Machine Learning Research Scientist/Senior - Structure and Simulation

2w

Genentech

US · Full-time · $141,100 – $168,100

About this role

Advances in AI, data, and computational sciences are transforming drug discovery and development. Roche’s gRED and pRED organizations leverage data and novel computational models to accelerate R&D. The Computational Sciences Center of Excellence harnesses data and AI to deliver innovative medicines worldwide.
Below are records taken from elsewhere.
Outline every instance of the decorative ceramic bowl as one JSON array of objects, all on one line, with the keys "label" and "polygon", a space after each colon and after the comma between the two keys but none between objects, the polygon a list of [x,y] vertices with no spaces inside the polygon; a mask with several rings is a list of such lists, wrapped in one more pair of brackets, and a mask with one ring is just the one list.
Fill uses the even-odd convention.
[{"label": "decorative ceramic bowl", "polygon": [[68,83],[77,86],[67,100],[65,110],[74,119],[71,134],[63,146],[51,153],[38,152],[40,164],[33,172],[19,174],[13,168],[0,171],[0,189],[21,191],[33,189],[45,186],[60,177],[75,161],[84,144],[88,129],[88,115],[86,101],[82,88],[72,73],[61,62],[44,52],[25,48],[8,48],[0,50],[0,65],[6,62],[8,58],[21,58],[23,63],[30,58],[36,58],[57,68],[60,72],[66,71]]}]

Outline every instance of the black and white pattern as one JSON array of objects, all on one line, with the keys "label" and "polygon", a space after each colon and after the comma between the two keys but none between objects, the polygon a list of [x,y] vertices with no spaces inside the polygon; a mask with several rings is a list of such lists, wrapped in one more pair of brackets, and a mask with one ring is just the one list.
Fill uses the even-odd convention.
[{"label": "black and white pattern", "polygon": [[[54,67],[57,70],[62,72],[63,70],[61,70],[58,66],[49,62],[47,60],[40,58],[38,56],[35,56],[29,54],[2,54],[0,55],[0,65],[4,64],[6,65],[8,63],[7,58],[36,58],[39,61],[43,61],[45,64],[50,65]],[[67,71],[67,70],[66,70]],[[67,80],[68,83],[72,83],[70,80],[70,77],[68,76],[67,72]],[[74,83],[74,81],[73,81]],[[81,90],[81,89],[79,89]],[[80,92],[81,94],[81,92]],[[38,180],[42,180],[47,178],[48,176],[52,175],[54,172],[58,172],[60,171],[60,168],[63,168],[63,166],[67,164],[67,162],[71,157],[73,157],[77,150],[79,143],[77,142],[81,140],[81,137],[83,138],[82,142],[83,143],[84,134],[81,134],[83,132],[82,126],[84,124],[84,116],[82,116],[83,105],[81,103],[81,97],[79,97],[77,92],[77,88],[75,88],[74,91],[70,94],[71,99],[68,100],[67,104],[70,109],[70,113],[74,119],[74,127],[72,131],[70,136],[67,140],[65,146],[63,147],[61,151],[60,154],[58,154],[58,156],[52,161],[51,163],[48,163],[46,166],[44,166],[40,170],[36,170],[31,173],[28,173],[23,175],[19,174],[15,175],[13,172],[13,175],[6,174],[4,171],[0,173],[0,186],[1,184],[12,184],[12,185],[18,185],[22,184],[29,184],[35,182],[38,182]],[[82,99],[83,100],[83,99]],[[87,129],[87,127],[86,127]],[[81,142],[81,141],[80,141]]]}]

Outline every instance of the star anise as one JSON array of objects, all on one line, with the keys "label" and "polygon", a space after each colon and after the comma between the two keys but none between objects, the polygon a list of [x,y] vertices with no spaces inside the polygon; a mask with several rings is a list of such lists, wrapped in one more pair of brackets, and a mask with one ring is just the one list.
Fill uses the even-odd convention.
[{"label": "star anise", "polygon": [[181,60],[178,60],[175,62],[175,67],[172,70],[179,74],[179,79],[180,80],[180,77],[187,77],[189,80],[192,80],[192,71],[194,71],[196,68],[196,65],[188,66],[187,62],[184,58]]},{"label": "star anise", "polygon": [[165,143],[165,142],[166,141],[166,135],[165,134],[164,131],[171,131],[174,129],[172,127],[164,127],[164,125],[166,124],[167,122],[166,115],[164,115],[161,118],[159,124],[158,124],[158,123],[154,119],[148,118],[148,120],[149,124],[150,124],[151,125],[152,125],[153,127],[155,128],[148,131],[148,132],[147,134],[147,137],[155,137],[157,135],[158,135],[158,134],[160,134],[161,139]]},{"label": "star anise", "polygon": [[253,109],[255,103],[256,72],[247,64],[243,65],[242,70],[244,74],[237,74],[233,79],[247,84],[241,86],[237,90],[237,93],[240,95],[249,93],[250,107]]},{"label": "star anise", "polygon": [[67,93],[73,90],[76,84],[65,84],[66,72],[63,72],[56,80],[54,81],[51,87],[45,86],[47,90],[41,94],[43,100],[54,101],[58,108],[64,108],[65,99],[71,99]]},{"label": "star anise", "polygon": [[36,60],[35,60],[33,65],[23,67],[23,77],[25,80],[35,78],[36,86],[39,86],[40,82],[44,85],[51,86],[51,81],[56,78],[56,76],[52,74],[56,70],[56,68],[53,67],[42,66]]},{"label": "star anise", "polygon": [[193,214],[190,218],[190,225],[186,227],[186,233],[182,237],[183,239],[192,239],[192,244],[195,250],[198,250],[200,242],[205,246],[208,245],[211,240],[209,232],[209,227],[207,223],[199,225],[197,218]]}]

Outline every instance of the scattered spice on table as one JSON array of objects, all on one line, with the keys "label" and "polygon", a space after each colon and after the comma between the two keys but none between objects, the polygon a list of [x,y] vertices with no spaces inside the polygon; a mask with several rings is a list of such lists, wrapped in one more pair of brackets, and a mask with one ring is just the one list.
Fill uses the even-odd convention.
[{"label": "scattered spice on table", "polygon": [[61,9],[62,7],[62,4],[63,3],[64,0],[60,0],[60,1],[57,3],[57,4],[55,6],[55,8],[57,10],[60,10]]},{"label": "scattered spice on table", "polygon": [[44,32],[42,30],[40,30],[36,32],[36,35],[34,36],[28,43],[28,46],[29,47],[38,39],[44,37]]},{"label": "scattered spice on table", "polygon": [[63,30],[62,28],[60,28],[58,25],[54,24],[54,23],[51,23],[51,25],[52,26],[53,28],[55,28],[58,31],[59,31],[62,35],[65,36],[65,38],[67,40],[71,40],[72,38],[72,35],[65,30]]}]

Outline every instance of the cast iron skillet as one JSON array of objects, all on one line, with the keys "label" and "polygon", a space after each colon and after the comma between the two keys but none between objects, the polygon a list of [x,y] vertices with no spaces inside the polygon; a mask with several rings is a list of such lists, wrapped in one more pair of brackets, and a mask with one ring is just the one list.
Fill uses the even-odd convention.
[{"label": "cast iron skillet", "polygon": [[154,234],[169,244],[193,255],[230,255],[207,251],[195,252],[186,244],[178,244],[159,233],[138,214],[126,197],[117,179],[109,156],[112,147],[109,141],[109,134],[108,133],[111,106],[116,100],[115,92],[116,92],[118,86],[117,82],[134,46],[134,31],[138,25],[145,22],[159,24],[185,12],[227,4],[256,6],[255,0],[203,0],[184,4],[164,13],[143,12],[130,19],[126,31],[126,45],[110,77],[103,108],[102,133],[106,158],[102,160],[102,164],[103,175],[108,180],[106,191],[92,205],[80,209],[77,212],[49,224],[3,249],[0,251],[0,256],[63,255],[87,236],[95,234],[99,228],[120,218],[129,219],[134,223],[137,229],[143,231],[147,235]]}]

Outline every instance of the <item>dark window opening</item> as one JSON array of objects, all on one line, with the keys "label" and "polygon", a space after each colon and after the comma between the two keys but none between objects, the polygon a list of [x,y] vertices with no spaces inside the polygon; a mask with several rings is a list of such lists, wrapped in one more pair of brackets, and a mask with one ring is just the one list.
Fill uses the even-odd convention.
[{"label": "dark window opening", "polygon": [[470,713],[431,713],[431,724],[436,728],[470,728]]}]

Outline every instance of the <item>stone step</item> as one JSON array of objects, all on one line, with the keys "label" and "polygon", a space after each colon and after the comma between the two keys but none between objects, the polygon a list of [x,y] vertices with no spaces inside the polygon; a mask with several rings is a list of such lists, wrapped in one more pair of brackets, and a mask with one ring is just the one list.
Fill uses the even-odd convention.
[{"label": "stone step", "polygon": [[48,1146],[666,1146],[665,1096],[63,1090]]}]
At Roche's AI for Drug Discovery group (Prescient Design), we build state-of-the-art foundation models and scalable systems to transform large and small molecule therapeutic design. Exceptional machine learning scientists perform high-quality research at the intersection of machine learning, structural biology, and physical sciences. This directly accelerates drug discovery.

Team members design and train foundation models at scale using massive structural biology and biophysical datasets. They build novel architectures capturing complex geometric and physical priors. Daily work solves pressing problems in large-molecule drug discovery and protein engineering.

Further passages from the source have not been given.